One of the directions appears to be a far more individualized approach to risk management. While treatment guidelines are currently based on population-based studies,there is increasing potential for very precise risk assessment in the individual, a concept that might be characterized as the vulnerable patient. In addition to risk factors, including potential growth in the number of genetic anomalies that predict events, patient risk may be increasingly based on the interrelated concept of vulnerable plaque and vulnerable blood. The vulnerable plaque on imaging will be defined by structural and biological features that predict risk of rupture. The vulnerable blood will be defined by assays of risk markers,including LDL, hsCRP, and other markers, such as increased coagulability. According to Dr. Ridker, the time has already come for hsCRP.

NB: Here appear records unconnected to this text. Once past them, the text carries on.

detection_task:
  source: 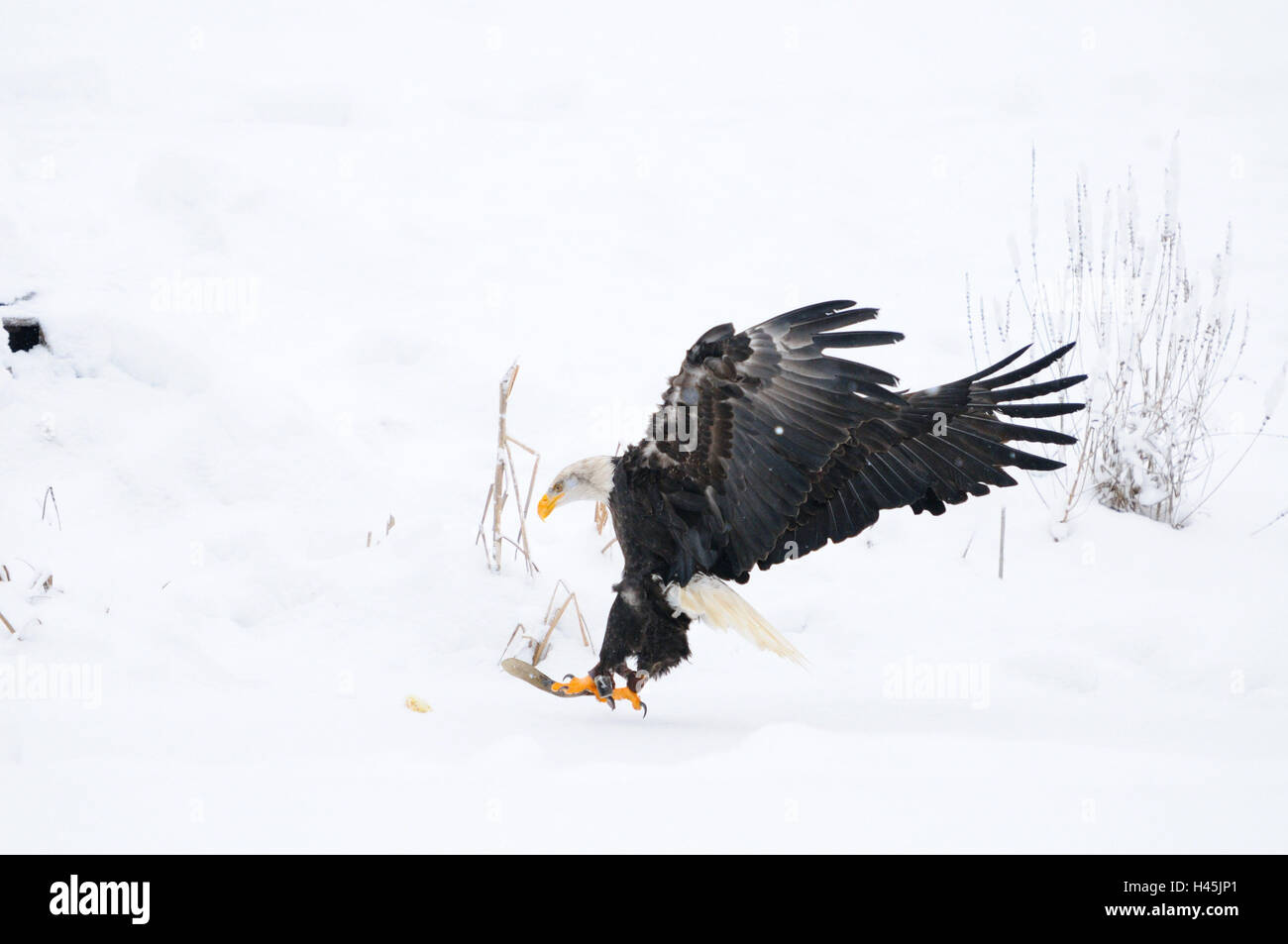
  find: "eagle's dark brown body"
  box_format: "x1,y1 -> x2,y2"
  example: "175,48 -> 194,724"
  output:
569,301 -> 1085,695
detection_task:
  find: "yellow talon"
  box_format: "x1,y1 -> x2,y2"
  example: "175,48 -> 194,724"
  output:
550,675 -> 644,711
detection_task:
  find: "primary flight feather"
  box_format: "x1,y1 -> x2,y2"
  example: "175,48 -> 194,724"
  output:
537,301 -> 1086,708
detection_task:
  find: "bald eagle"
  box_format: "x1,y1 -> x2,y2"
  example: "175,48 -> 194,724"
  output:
537,301 -> 1086,709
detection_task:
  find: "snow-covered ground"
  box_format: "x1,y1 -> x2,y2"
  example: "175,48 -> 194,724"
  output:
0,3 -> 1288,853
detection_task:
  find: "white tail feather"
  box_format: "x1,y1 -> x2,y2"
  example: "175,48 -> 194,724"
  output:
666,574 -> 805,666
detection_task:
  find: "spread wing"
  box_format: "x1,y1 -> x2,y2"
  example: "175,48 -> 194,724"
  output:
643,301 -> 1082,583
651,301 -> 905,583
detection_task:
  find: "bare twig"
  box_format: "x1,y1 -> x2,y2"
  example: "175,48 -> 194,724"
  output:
40,485 -> 60,531
997,506 -> 1006,579
476,361 -> 541,576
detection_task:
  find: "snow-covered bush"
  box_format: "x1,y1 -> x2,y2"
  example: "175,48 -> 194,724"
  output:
966,147 -> 1263,536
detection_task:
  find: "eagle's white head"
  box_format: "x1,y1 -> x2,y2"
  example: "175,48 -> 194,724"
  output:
537,456 -> 613,520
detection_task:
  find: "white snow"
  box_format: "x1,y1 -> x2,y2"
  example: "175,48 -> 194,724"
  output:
0,1 -> 1288,853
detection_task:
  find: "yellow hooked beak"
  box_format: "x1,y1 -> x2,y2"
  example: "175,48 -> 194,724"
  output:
537,492 -> 564,522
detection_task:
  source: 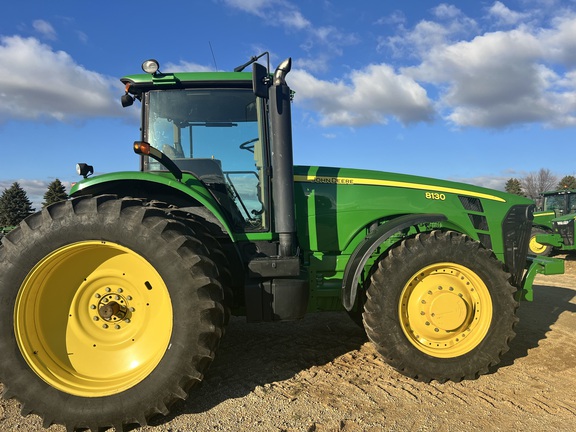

“I would now argue that we also need to measure CRP along with LDL-C in secondary prevention, if we are going to do a better job managing our patients. If we have a simple and inexpensive blood test that can tell us how to get the right dose of the right drug to the right patient, I think that we should use it. That is exactly what is going on here for hsCRP,”Dr. Ridker observes.

Summary

The progress in understanding plaque vulnerability makes the Sunday morning symposium one of the most interesting of this year’s CCC. Progress in defining plaque vulnerability may permit far more detailed risk analysis and more precise methodology for defining which patients are at risk and what steps should be taken to prevent clinical events. Although plaque vulnerability may help define new therapeutic targets, it may also permit clinicians to employ current therapies,including statins, with more precise goals.